Oil on archival, museum quality, 1/8” Ampersand Gessobord™ panel – 6” x 6”

These beauties were shucked at the Acme Oyster House in New Orleans. The lovely marble bar works well with the alabaster shell and soft flesh of the oyster. I took a few liberties refecting the hints of blue in the bar.

Back in February, twenty-six–year-old violin virtuoso David Garrett fell down a flight of stairs and landed on his violin case, which held a priceless Stradivarius. The violinist wasn’t badly hurt, but his instrument was not so lucky; upon opening the case, he found the violin in pieces. I had a similar experience recently. Well, perhaps not quite as devastating as crushing a priceless Stradivarius but just as debilitating to this artist; my palette knife finally gave up the ghost and broke from metal fatigue after 40 years of faithful service. Much has changed since I bought that first knife. As my painting brethren can tell you, mixing paint is crucial to a successful work of art. The feel and spring of a good palette knife becomes second nature. My dear old knife was Japanese. Its fine blade had the perfect shape, thinness and spring for the job. Although I did manage to find a close approximation of the shape, the new blade is Italian and is thicker than its predecessor. The spring is all wrong. I may have to try and find an old one on eBay.

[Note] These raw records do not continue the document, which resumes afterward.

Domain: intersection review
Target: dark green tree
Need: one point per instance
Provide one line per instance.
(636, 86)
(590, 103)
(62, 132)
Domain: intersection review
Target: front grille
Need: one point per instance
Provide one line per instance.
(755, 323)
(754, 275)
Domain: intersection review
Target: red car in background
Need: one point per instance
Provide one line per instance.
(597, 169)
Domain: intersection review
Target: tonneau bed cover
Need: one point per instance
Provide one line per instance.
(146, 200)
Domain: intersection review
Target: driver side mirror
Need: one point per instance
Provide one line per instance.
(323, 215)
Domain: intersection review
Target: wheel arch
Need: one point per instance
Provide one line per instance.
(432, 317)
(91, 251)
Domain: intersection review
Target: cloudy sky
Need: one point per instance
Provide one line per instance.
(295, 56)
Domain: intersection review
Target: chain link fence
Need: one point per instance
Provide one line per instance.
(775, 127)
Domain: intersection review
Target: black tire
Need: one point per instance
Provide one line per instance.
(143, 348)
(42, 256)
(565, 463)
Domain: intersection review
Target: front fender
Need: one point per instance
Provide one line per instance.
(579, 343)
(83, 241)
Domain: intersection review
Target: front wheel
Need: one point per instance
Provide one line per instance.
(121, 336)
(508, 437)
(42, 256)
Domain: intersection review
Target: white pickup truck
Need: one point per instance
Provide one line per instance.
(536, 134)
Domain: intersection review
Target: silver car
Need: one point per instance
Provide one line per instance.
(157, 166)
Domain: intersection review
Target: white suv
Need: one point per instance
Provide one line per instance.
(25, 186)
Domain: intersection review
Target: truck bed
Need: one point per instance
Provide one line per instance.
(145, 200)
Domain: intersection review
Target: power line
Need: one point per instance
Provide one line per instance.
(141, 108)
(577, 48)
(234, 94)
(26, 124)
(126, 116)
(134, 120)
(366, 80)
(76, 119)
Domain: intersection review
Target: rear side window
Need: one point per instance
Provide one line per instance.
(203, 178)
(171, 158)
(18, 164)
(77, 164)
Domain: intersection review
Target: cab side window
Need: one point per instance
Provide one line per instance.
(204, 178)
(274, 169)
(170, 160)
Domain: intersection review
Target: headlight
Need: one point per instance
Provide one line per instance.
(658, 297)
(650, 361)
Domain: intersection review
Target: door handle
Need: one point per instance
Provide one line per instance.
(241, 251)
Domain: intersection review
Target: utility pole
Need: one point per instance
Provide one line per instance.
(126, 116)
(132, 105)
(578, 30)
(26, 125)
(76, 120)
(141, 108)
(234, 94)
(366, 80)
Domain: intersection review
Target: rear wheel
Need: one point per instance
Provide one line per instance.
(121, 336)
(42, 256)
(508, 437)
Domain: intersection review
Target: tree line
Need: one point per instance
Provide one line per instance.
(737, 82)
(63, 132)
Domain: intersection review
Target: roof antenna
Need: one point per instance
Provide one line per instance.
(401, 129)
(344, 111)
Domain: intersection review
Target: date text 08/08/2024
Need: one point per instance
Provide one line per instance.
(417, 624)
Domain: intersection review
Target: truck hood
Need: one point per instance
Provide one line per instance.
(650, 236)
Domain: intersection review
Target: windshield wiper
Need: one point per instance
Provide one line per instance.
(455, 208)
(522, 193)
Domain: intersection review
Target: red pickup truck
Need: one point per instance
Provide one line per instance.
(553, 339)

In the words of Joni Mitchell -

“Don’t it always seem to go

That you don’t know what you’ve got

Till it's gone”


4 comments:

JMahorney said...

wow, this is a beautiful render of the oysters. You picked out those highlights just right. :)

Mark Adams said...

Thanks Jeff.

Oysters are fun to paint. I’m sure I don’t have to tell you how cool it is to flick on those last few highlights. It lights up the painting and the illusion snaps into place. It is my favorite part of the dance.

Diane said...

sorry to hear about your faithful knife

Derek McCrea said...

I wll take one dozen raw and one dozen steamed, man this makes me hungry. Amazing works you have. Makes me miss my times with oils, but I love watercolors too much.